Cheminformatic analysis

The URDL library (total molecules = 5773) was appended with oral drugs (total molecules = 1998) [62] and iPPI database [63] (total molecules = 3853) annotated with dataset names (Oral drugs, iPPI, URDL). For the sake of reproducibility, all processing and cheminformatics analysis was performed in open-source programmes, KNIME analytics platform 4.5.2 [70] and Datawarrior 5.5.0 [72].

The KNIME workflow developed by Bren and coworkers (https://gitlab.com/Jukic/knime_medchem_filters/) [71] was used to identify PAINS alerts in all three libraries.

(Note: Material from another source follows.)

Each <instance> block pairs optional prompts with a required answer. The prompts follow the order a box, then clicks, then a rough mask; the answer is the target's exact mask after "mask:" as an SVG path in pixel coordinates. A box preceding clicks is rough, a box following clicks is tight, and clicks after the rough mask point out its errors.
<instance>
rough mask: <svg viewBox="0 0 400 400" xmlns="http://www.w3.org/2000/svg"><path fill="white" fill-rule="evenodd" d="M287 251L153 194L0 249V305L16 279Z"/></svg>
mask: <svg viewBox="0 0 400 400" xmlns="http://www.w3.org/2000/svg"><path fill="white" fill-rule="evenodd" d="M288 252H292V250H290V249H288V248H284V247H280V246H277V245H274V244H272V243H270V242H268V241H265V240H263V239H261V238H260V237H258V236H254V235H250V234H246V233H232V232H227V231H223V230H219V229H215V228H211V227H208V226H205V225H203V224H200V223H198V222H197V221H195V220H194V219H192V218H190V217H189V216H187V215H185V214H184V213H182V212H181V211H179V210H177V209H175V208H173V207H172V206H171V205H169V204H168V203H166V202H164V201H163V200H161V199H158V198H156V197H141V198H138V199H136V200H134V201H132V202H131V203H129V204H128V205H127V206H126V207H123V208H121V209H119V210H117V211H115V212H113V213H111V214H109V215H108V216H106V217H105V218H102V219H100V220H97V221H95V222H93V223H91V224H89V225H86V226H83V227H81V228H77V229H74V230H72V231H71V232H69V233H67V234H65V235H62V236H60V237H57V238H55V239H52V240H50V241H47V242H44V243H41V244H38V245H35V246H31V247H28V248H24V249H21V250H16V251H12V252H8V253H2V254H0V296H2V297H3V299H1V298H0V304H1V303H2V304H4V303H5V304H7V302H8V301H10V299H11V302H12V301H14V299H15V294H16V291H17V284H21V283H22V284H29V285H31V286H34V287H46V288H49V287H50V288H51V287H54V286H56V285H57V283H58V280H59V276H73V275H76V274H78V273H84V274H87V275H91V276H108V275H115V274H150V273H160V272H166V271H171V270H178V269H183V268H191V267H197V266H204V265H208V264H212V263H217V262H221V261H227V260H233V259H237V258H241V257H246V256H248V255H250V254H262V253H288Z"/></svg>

The compounds comprising reactive functional groups were identified using the ‘nasty functions’ [73] feature of Datawarrior 5.5.0. The SkelSphere descriptor, physicochemical descriptors, and other properties shown in Fig. 5 were calculated using Datawarrior. The boxplots and the mean/median and p-values, were obtained using the 2D plot function of Datawarrior. The rings were extracted using the ‘Most Central Ring’ feature of Datawarrior. The t-SNE plots were generated with perplexity = 40, source dimensions = 50 and iterations = 1000. The similarity comparison between the oral drugs and URDL library was performed using the threshold of 0.75 SkelSphere-based similarity index. The ChEMBL database (v. 30) was searched within Datawarrior employing the ‘superstructures of’ option with various ring structures as queries.